Beaucoup moins connu qu’Abbas Kiarostami, Abolfazl Jalili n’en est pas moins l’un des cinéastes iraniens les plus intéressants, peut-être le seul vrai héritier du maître. Alors que Mohsen Makhmalbaf et sa fille sombrent dans le symbolisme facile et irritant (La Pomme, Le Tableau noir), Jalili élabore dans l’ombre et depuis quelque temps déjà -son premier long date de 1983- une oeuvre personnelle et radicale, à mille lieues du produit type Kandahar destiné à racheter la bonne conscience occidentale. Avec Delbaran, le cinéaste reprend son thème de prédilection -l’enfance opprimée- pour nous livrer comme à son habitude un récit épuré tout entier consacré à la lutte incessante de son jeune héros contre la menace que représente pour lui le monde des adultes. Car la filmographie de Jalili ne parle que de ça, d’histoires de petits garçon seuls contre leurs peurs enfantines (La Danse de la poussière), contre leur analphabétisme (Don) ou, comme ici, contre les autorités gouvernementales. Delbaran suit en effet les mésaventures d’un jeune Afghan recueilli par un couple d’Iraniens qui tient une auberge à la frontière. Sans papiers, le petit Kaïm tremble d’effroi à chaque visite du policier chargé de traquer les réfugiés clandestins.

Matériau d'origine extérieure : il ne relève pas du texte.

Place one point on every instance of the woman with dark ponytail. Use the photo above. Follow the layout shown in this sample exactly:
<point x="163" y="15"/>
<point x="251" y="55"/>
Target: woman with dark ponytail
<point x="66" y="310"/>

Malgré la valeur exemplaire de chacun des sujets traités par Jalili, on aurait tort de réduire son cinéma aux seules visées pédagogiques, comme s’il était uniquement destiné à dénoncer la condition insupportable des enfants défavorisés. Certes, les films de Jalili peuvent répondre à ce critère mais leur intérêt principal est résolument ailleurs. Le simplisme des situations mises en scène, leur argument de départ réduit à chaque fois à son développement le plus élémentaire, permet finalement de soulager la charge narrative de ses films au profit du langage des images. Racontant en gros presque toujours la même chose, les longs métrages de Jalili sont avant tout des récits extrêmement graphiques où il est toujours question de mouvements et de mise en espace d’un corps oppressé. On retrouve ainsi dans Delbaran les fameux panoramiques du cinéaste sur les courses effrénées de son jeune héros et en cela le film ne déroge pas vraiment de l’esthétique générale de son œuvre. Un peu comme le Aniki de Kitano -film excellent en soi mais revu à la baisse au regard de l’ensemble des films du cinéaste dont il se contente de suivre sagement le mouvement-, Delbaran n’apporte aucun éclairage nouveau au cinéma de Jalili, pourtant toujours aussi beau.